Paul’s leadership has seen the Imperial Venture Mentoring Service (IVMS) scale to 75 mentors, helping ventures to raise over £17 million in grant and equity funding and gain access to prestigious accelerators fuelling their impact. Read more about IVMS’ impact.
Leaving a legacy
When he looks back at his career, Paul is surprised by how much impact his work continues to have. He tells the story of meeting a former colleague at a Royal Society gathering five years ago, who was writing a book on the great optical observatories of the world and taking photos of the labs and equipment they used.
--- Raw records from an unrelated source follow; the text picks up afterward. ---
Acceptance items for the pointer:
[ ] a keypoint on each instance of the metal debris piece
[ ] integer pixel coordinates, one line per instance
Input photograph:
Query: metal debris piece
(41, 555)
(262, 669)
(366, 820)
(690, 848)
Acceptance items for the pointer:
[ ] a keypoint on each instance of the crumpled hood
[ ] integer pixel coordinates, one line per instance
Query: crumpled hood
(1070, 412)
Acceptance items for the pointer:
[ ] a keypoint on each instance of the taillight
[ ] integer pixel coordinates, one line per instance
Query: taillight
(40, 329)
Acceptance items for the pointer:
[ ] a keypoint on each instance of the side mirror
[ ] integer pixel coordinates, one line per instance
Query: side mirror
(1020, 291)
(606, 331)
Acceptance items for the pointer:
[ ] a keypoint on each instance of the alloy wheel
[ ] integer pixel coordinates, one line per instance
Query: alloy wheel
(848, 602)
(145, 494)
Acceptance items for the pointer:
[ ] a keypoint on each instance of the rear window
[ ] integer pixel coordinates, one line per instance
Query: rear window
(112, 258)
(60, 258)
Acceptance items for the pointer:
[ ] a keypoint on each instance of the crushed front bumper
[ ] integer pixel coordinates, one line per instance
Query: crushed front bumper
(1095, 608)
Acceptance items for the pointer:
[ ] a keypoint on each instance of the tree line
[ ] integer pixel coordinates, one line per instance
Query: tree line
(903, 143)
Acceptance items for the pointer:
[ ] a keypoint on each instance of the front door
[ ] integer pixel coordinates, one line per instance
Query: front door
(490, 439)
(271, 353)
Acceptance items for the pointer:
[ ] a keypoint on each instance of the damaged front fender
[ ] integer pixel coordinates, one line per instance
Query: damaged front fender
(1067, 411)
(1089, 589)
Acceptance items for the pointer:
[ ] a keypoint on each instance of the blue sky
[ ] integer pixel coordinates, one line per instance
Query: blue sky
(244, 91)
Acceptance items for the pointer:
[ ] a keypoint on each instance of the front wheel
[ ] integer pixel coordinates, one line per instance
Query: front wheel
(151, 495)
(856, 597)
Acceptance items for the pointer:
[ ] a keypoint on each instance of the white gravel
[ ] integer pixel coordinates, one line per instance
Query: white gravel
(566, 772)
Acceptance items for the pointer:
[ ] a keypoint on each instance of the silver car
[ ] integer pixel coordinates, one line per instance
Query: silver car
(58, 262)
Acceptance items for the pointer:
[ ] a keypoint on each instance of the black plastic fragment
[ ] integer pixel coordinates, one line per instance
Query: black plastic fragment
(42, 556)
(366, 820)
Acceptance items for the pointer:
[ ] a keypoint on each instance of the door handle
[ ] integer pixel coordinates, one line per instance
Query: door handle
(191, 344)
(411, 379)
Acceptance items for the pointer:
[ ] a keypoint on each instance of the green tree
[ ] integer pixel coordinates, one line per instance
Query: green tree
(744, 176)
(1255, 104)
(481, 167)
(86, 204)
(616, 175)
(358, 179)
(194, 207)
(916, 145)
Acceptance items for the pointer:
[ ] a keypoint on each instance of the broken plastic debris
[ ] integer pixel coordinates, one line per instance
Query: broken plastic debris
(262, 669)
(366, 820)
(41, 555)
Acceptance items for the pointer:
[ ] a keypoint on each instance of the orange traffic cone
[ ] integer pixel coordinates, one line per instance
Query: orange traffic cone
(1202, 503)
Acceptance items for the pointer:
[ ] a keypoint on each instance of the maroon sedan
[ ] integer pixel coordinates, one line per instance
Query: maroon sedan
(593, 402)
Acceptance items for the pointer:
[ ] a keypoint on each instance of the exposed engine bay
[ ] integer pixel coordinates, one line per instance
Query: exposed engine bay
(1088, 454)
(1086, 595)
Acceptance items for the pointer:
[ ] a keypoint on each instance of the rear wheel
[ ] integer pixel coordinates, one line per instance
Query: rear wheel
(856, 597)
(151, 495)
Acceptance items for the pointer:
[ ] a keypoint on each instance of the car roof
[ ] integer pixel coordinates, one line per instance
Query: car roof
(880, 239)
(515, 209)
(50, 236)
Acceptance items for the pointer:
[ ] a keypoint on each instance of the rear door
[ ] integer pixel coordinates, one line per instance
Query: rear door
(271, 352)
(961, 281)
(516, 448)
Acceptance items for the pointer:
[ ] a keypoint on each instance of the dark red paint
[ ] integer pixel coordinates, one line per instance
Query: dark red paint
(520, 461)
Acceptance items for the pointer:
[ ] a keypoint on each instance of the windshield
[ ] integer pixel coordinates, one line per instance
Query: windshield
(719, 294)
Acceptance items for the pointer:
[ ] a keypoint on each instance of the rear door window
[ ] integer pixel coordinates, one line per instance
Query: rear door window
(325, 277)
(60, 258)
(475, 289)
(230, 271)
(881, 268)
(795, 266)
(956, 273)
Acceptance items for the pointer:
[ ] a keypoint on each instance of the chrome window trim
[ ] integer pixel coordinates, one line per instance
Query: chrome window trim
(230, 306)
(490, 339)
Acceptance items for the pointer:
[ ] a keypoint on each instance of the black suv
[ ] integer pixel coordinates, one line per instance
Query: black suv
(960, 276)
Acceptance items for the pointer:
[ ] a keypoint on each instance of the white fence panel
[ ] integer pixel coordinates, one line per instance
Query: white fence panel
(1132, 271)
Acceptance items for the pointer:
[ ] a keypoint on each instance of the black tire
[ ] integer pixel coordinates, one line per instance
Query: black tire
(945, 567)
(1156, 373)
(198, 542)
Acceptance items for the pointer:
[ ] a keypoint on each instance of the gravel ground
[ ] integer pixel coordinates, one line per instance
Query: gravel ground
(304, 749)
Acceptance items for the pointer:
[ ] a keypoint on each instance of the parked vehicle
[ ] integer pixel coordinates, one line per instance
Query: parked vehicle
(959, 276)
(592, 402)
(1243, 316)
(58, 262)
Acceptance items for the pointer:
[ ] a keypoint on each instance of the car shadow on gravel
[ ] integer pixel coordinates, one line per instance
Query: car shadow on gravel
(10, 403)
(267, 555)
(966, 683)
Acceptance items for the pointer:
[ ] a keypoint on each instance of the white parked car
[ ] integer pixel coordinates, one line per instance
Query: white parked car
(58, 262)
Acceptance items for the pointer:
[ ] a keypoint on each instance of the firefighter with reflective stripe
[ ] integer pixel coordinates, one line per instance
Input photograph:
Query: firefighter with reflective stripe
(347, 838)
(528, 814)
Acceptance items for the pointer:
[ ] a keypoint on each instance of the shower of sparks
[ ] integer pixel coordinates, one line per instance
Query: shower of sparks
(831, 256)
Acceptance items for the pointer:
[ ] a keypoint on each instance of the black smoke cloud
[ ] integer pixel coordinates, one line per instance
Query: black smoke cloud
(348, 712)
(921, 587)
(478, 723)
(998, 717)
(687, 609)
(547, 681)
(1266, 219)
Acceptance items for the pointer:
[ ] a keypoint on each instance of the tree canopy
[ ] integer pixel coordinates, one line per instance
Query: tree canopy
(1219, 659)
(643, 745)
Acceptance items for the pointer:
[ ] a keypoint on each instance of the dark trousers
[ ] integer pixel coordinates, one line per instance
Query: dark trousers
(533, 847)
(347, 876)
Paul offered to sponsor the book if he could join him. What he saw on this journey was astonishing. “In two observatories, they had equipment I’d designed in 1985 still in use on the telescopes. I couldn’t imagine they’d still be using this stuff!”
I think of Robert Frost’s The Road Not Taken. I’ve chosen a less traditional road than the academic path. And I think I’d tell my younger self that it’s going to be okay. An entrepreneur’s life suits you better.
Making the world a better place
Of all the things we discuss, it’s obvious that for Paul, making the world a better place is what matters most. And he’s happy to have the opportunity to do this through targeted start-ups.
“If I was an academic researcher, I’d be building technology to go on satellites. That would make the world better in a different way. But the start-ups I have founded are helping with things like climate change (Nexeon), cancer (Phase Focus), feeding the world sustainably (FungiAlert) and improving mental health (Delica). That’s what drives me.”
For me, life is about leaving the world a better place for my children and grandchildren and everyone in it. If I can do that through my activities, that would be wonderful.